Die Schuldfrage war schnell beantwortet worden: Die Egozentrik der heutigen Gesellschaft, die Selbstbespiegelung der Stars und Sternchen in nachmittäglichen Talkshows, das Bedürfnis sich immer und überall in den Mittelpunkt zu stellen, eigene Ziele durchzusetzen ohne Rücksicht auf die Umwelt – all das wurzelt in der Aufklärung. Jener Bewegung, die "Freiheit" versprach "von" Unterdrückung, Willkür, Konventionen und nun in eine "Freiheit" gemündet ist, die einem Grossteil der Menschen die Möglichkeit gibt, frei "zu" sein: zu heiraten oder nicht, Kinder zu haben oder nicht, Beziehungen einzugehen oder aufzulösen, wann man will.

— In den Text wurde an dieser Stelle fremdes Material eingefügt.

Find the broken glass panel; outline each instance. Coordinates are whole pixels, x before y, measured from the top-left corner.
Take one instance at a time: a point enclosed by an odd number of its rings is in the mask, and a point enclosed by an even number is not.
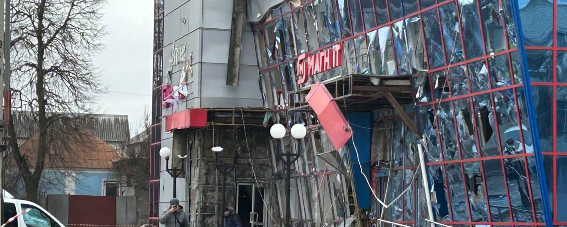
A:
[[[404,16],[417,11],[417,0],[402,0],[404,7]]]
[[[276,33],[276,49],[278,52],[278,61],[283,61],[287,54],[285,52],[285,27],[282,20],[283,18],[278,18],[274,20],[275,29],[274,32]]]
[[[488,70],[484,61],[468,64],[468,76],[471,78],[471,90],[473,93],[486,91],[489,88]]]
[[[459,159],[457,140],[455,134],[455,125],[453,124],[453,111],[451,108],[450,102],[442,102],[439,105],[437,119],[439,119],[439,133],[441,134],[441,144],[445,160]]]
[[[508,194],[504,184],[501,159],[483,161],[488,203],[490,207],[490,216],[493,222],[510,221]]]
[[[388,9],[386,8],[386,0],[374,0],[374,9],[378,26],[390,21],[388,18]]]
[[[530,120],[528,119],[527,107],[526,106],[526,96],[524,94],[524,89],[522,87],[516,89],[516,96],[518,98],[518,110],[520,112],[520,122],[522,123],[522,132],[523,133],[524,144],[526,153],[534,153],[534,145],[532,143],[532,133],[530,130]]]
[[[463,159],[479,157],[475,138],[473,112],[471,111],[471,101],[468,98],[453,101],[455,115],[456,118],[459,141],[460,142],[461,153]]]
[[[294,10],[293,12],[294,27],[295,28],[295,38],[297,39],[297,51],[299,54],[307,53],[307,31],[305,30],[305,16],[303,15],[303,9],[300,8]]]
[[[431,101],[431,85],[429,77],[426,73],[417,73],[413,79],[413,92],[416,94],[416,100],[418,103],[426,103]]]
[[[484,182],[479,162],[466,162],[464,167],[465,184],[468,192],[468,201],[471,206],[472,221],[488,221],[488,210],[484,193]]]
[[[447,186],[451,195],[451,208],[453,210],[453,221],[468,221],[468,208],[467,195],[463,185],[463,175],[460,164],[445,166],[447,173]]]
[[[407,33],[407,52],[411,64],[412,74],[427,69],[426,59],[424,53],[423,33],[419,16],[405,19]]]
[[[512,7],[510,4],[511,0],[503,0],[502,1],[502,14],[504,15],[504,23],[506,24],[506,31],[508,35],[508,44],[510,45],[509,49],[515,48],[517,45],[518,40],[516,36],[515,25],[514,24],[514,19],[512,19]]]
[[[512,61],[512,72],[514,73],[514,82],[515,84],[522,83],[522,70],[520,69],[521,61],[519,54],[517,51],[510,53],[510,58]]]
[[[426,154],[428,162],[438,162],[440,158],[439,141],[437,140],[437,123],[435,113],[431,106],[418,107],[420,114],[420,127],[423,132],[423,137],[427,140],[428,149]]]
[[[393,43],[396,47],[396,57],[397,60],[397,65],[400,74],[411,74],[409,57],[410,53],[408,52],[404,29],[405,21],[400,20],[395,23],[392,26],[392,31],[393,32]]]
[[[447,199],[448,195],[443,180],[442,165],[428,166],[431,183],[431,204],[435,220],[450,221]]]
[[[393,179],[390,180],[390,187],[388,191],[388,201],[386,203],[390,203],[397,197],[403,189],[402,188],[404,182],[404,172],[403,170],[393,170],[392,175]],[[402,206],[402,199],[399,199],[392,204],[391,207],[388,208],[388,216],[391,219],[395,221],[401,221],[403,219],[402,213],[404,212],[404,207]]]
[[[258,68],[261,69],[268,67],[268,56],[266,55],[266,39],[264,36],[264,30],[261,28],[254,31],[256,40],[256,54],[258,59]]]
[[[555,138],[557,142],[556,150],[567,152],[567,87],[557,87],[557,136]]]
[[[340,28],[337,23],[335,1],[318,0],[314,7],[317,11],[317,28],[319,30],[319,40],[320,46],[325,46],[335,43],[340,39]]]
[[[368,56],[368,45],[366,45],[366,36],[360,35],[354,38],[355,50],[357,56],[357,72],[362,74],[370,74],[370,66]]]
[[[361,36],[364,37],[364,36]],[[360,68],[357,67],[356,62],[356,52],[354,51],[354,42],[353,40],[349,40],[348,41],[345,41],[344,43],[344,52],[346,54],[346,60],[348,62],[348,66],[349,68],[349,72],[352,73],[358,73],[360,70]]]
[[[394,61],[393,48],[392,47],[392,33],[390,26],[378,30],[378,41],[380,44],[380,53],[382,56],[382,72],[385,75],[396,75],[396,61]]]
[[[404,133],[403,122],[399,119],[393,121],[392,128],[392,158],[395,167],[404,165]]]
[[[464,65],[459,65],[449,69],[449,81],[452,86],[453,96],[468,94],[468,81]]]
[[[449,81],[445,70],[431,73],[431,81],[433,83],[433,98],[435,100],[449,98]]]
[[[413,203],[414,200],[414,187],[411,187],[412,179],[413,179],[413,170],[412,169],[404,170],[404,189],[409,188],[404,194],[404,221],[413,221],[415,216],[415,207]]]
[[[488,65],[490,68],[490,80],[492,88],[502,87],[512,85],[512,79],[510,76],[510,65],[508,64],[508,55],[502,54],[488,58]]]
[[[514,221],[532,222],[534,216],[524,162],[523,158],[506,158],[504,159],[504,165],[510,197],[513,198],[510,201]]]
[[[527,157],[528,160],[528,170],[530,171],[530,183],[531,184],[532,196],[534,198],[534,208],[535,210],[536,221],[538,222],[543,222],[543,205],[541,204],[541,190],[539,187],[539,178],[538,176],[538,170],[535,166],[535,158],[534,156]],[[544,165],[545,164],[544,163]],[[552,165],[553,165],[552,163]],[[553,188],[549,187],[548,195],[553,196],[551,190]]]
[[[350,10],[350,20],[354,35],[363,32],[364,24],[362,23],[360,2],[358,0],[349,0],[349,9]]]
[[[313,3],[310,3],[303,7],[305,15],[305,24],[307,26],[307,32],[305,36],[307,37],[307,44],[310,51],[313,51],[319,48],[319,39],[317,37],[317,13],[313,7]]]
[[[362,15],[364,16],[364,27],[369,30],[376,27],[374,19],[374,6],[373,0],[360,0],[362,6]]]
[[[552,151],[552,131],[553,128],[553,110],[552,110],[553,98],[552,88],[551,86],[532,86],[531,87],[541,151],[551,152]]]
[[[456,6],[453,3],[443,5],[439,7],[439,12],[443,23],[443,37],[445,39],[447,62],[452,64],[463,61],[464,57],[463,56]]]
[[[435,5],[435,0],[420,0],[420,5],[421,5],[421,9],[424,9]]]
[[[266,52],[268,53],[268,62],[273,65],[278,61],[276,53],[276,33],[274,23],[271,22],[264,26],[264,34],[266,35]]]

Doch mit einem hatten die Aufklärer nicht gerechnet: Dass diese so wünschenswerte Emanzipation die Beziehung des Menschen zu sich selbst, zu seinem ICH verändern würde, diesem schwer fassbaren, ständig veränderten Zustand des Menschen.

Von Susanne Lettenbauer |
    Das ICH - ein Verlegenheitswort, das wir zu Hilfe nehmen, um unseren Alltag zu bewältigen. Das scheint momentan etwas weniger gut zu klappen, meint der Philosoph Wilhelm Schmid, aber das lässt sich vielleicht ändern...:

    Indem wir uns nicht mehr so sehr verlassen, dass dieses ICH schon da ist, sondern daran arbeiten , dass wir ein operables ICH bekommen, d.h. Eines, das nicht pausenlos sich zerfleddert in allen möglichen Widersprüchen und Anforderungen die von außen kommen und jenen die von innen kommen, sondern uns entscheiden, was uns wichtig ist und was nicht und uns an das halten, was uns wichtig erscheint.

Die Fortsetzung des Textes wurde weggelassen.